BALTIMORE — The mother of a 1-year-old boy who was starved to death three years ago because he did not say "Amen" testified Wednesday that she still believes the child will be resurrected.

Ria Ramkissoon, 23, took the stand at the trial of Queen Antoinette, who's accused of ordering that Ramkissoon's son not be given food or water. Ramkissoon was living with Antoinette and several other people at the time as part of what authorities described as a religious cult.

Antoinette is on trial for murder alongside her daughter, Trevia Williams, and another follower, Marcus A. Cobbs. They are representing themselves.

Ramkissoon said Antoinette told her that Ramkissoon's son, Javon Thompson, had a "spirit of rebellion" inside him and that denying him food would exorcise the evil spirit. She said she had no reason to think Antoinette was lying.

After Javon died, Antoinette told Ramkissoon to "nurture him back to life," and she stayed beside his decomposing body for weeks, even trying to give him water, Ramkissoon said.

"I still believe that my son is coming back," Ramkissoon said. "I have no problem saying what really happened because I believe he's coming back.
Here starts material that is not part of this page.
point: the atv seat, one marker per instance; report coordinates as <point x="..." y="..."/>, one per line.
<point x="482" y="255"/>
"Queen said God told her he would come back. I believe it. I choose to believe it," she said. "Even now, despite everything, I choose to believe it for my reasons."

Later, she acknowledged that her faith makes her sound crazy. "I don't have a problem sounding crazy in court," she said.

Ramkissoon, a native of Trinidad who stands 5 feet tall and weighs about 100 pounds, wore a white sweater and blue jeans and was calm throughout her testimony, speaking in a clear and even voice. She appeared mildly agitated at certain questions but otherwise showed little emotion, even as she described how her son wasted away.

Under cross-examination, Antoinette asked whether her statement about not feeding Javon was an order or a "suggestion."

Ramkissoon said she has consistently told prosecutors and her attorney that she was not forced to starve her son, but she made clear the idea was Antoinette's.

"When I was about to feed him," Ramkissoon said to Antoinette, "you said, 'You shouldn't feed him anything,' and then you told me why. ... I believed you."